Background and Purpose Many neuroprotective agents (NPAs) are effective in acute experimental cerebral ischemia in animals. None have proven effective in human stroke trials. Even short treatment delays cause substantial efficacy loss. Cardiac surgery under cardiopulmonary bypass (CS-CPB) causes cerebral ischemia with cognitive impairment at a predeterminable time point and should permit efficient screening of NPAs for stroke benefit. We sought to develop sensitive methods to assess dysfunction from CS-CPB in a double-blind trial of the NPA GM 1 ganglioside. Methods Eighteen GM 1 and 11 Control patients received GM 1 300 mg or placebo, two doses intravenously, before nonemergency CS-CPB. Independent examiners administered structured neurological examinations and neuropsychological test batteries at Baseline and 1 day (Acute Postop; neurological only), 1 week (Early F/U), and ≥6 months (Long-term F/U) postoperatively; using defined procedures they employed ordinal Clinical Change Scores (CCSs) to quantify neurological cerebral, neurological noncerebral, and neuropsychological performance changes.
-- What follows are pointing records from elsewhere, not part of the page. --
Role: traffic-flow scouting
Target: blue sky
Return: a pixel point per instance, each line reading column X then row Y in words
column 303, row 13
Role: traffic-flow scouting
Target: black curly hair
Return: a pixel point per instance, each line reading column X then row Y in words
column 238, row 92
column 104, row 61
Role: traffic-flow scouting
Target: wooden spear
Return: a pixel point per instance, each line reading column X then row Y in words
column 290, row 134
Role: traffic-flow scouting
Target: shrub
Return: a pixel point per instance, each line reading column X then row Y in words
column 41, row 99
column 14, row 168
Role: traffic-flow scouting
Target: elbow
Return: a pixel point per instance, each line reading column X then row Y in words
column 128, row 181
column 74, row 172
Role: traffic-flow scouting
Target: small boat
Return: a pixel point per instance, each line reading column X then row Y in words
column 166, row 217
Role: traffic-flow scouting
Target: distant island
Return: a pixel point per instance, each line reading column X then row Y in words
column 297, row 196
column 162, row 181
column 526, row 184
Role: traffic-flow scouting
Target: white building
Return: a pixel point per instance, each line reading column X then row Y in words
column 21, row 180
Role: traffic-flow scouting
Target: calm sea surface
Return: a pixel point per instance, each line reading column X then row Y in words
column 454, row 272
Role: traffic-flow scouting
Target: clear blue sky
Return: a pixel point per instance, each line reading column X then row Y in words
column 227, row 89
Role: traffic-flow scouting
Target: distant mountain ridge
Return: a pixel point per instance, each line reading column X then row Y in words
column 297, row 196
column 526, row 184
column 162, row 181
Several methods to analyze CCSs and neuropsychological test score changes were evaluated. Results The most sensitive indicators were the mean Acute Postop Neurologist’s CCS-Cerebral ( P <10 −5 ) and the mean Early F/U Neuropsychologist’s CCS ( P <.01), with statistically nonsignificant differences favoring GM 1 . No significant mean changes in Neurologist’s CCS-Noncerebral or any Long-term F/U CCSs occurred. CCS distributions and neuropsychological test score mean changes showed similar temporal patterns, with less sensitivity to change. When, as usual in prior CS-CPB studies, impairment was defined by neuropsychological test score declines (increases ignored), results were spurious. Conclusions The strokelike cerebral dysfunction (maximal acutely, with eventual recovery) that occurs after CS-CPB is useful to screen NPAs for clinical efficacy. CCSs based on detailed neurological examination and neuropsychological testing are sensitive measures; refinement of this approach should enhance the efficiency of the CS-CPB model. Further testing of GM 1 is warranted.